FERC rejects reform, leaves customers paying for utility trade associations

Federal energy regulators voted yesterday to keep in place accounting rules that allow monopoly utilities to charge customers for trade association activities, including political advocacy. The decision rejects calls to reform accounting rules and protect customers from footing the bill for these expenses.
The move comes as state regulators and lawmakers across the country have increasingly acted to block these costs from state-overseen retail rates – saving customers millions of dollars. Federal regulators could have done the same for federal wholesale transmission rates. Instead, they chose to maintain the status quo, allowing utilities to continue passing these expenses to customers.
The Federal Energy Regulatory Commission (FERC) first took up the issue in December 2021, issuing a Notice of Inquiry (NOI) to seek comment on the accounting treatment of trade association dues in response to a petition filed by the Center for Biological Diversity (CBD). CBD’s petition urged FERC to amend the Uniform Systems of Accounts (USofA), FERC’s accounting guidelines to utilities, to require utilities record the millions of dollars that many of them pay in industry association dues in a presumptively non-recoverable (i.e., below-the-line) account for rate recovery purposes.
A broad coalition of consumer advocates, state regulators, environmental advocates, and large energy users supported that approach, warning that current accounting rules allow utilities to pass through costs that customers cannot meaningfully review or challenge.
Diverse coalition urged FERC to take action
In response to both CBD’s petition and FERC’s NOI, dozens of organizations, including consumer advocates who intervene during state and federal utility rate cases, filed comments in support of amending the USofA to require that all industry association dues be recorded in a presumptively non-recoverable account, Account 426.4, which would shift the burden of proof on utilities to demonstrate why customers paying for trade association dues is just and reasonable.

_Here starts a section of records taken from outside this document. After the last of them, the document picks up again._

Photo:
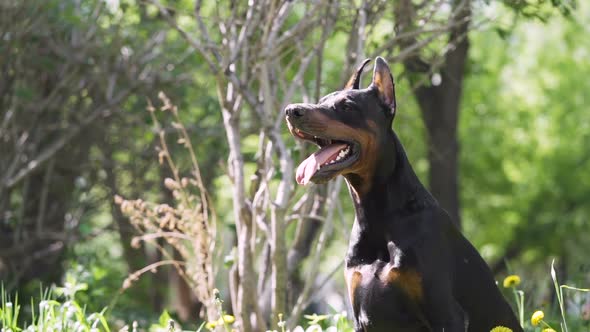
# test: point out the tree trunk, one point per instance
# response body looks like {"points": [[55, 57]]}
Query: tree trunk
{"points": [[439, 101]]}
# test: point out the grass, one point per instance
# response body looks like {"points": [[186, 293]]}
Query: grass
{"points": [[56, 309]]}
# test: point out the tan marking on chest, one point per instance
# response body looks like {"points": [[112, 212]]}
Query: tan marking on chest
{"points": [[354, 279], [408, 280]]}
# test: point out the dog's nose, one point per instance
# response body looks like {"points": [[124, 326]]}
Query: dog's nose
{"points": [[294, 110]]}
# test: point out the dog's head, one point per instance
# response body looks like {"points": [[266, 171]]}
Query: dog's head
{"points": [[350, 127]]}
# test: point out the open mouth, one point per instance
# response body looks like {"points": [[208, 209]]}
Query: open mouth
{"points": [[333, 156]]}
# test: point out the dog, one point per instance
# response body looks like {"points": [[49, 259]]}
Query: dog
{"points": [[408, 268]]}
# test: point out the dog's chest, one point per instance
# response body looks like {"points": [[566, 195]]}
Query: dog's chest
{"points": [[385, 295]]}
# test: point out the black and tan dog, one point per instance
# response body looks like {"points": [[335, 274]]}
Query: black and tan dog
{"points": [[408, 268]]}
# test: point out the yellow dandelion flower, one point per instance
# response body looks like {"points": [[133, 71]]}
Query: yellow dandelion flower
{"points": [[229, 319], [537, 317], [511, 281], [211, 325]]}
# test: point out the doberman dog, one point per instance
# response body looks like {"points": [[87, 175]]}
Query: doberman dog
{"points": [[408, 268]]}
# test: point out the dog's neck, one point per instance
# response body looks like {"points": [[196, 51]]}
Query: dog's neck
{"points": [[394, 189]]}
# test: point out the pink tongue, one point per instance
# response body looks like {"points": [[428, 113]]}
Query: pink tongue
{"points": [[310, 165]]}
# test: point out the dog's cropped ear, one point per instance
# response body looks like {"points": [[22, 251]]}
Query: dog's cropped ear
{"points": [[383, 83], [355, 79]]}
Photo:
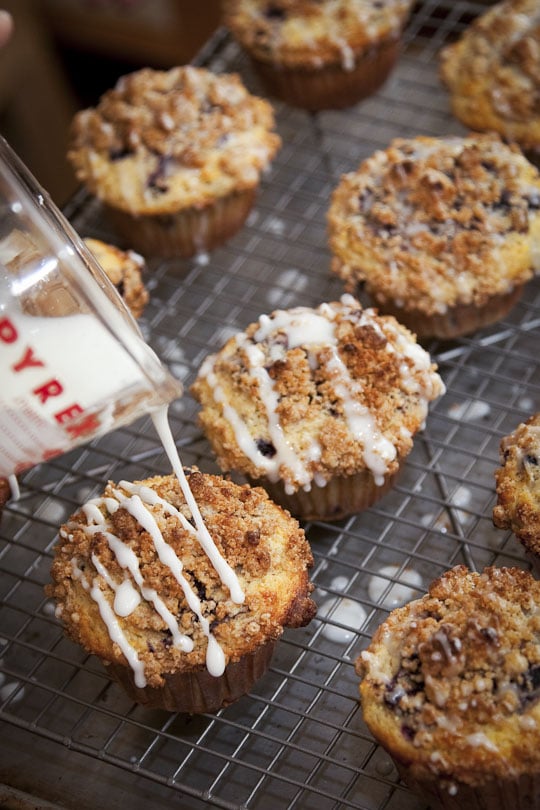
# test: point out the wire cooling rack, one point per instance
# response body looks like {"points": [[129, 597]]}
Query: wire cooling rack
{"points": [[69, 735]]}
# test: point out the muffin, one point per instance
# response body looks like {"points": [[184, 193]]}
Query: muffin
{"points": [[493, 73], [123, 268], [319, 55], [442, 232], [450, 690], [320, 406], [184, 619], [517, 483], [176, 157]]}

Comments in response to the NOI noted how the utility trade associations engage in political activities to shape political outcomes well beyond direct communication about specific legislation – particularly the American Gas Association (AGA) and the Edison Electric Institute (EEI). Collectively, the trade groups reported more than $140 million in revenue in 2024.
Commissioner Rosner gave two main pieces of advice regarding this issue during yesterday’s open meeting. He instructed utilities to ask the trade associations for specific breakdowns of how the trade groups spend customer money, and advised customers to use the FERC process to “come in and request transparency” and ask for additional information about the expenses in an account under the formula rate.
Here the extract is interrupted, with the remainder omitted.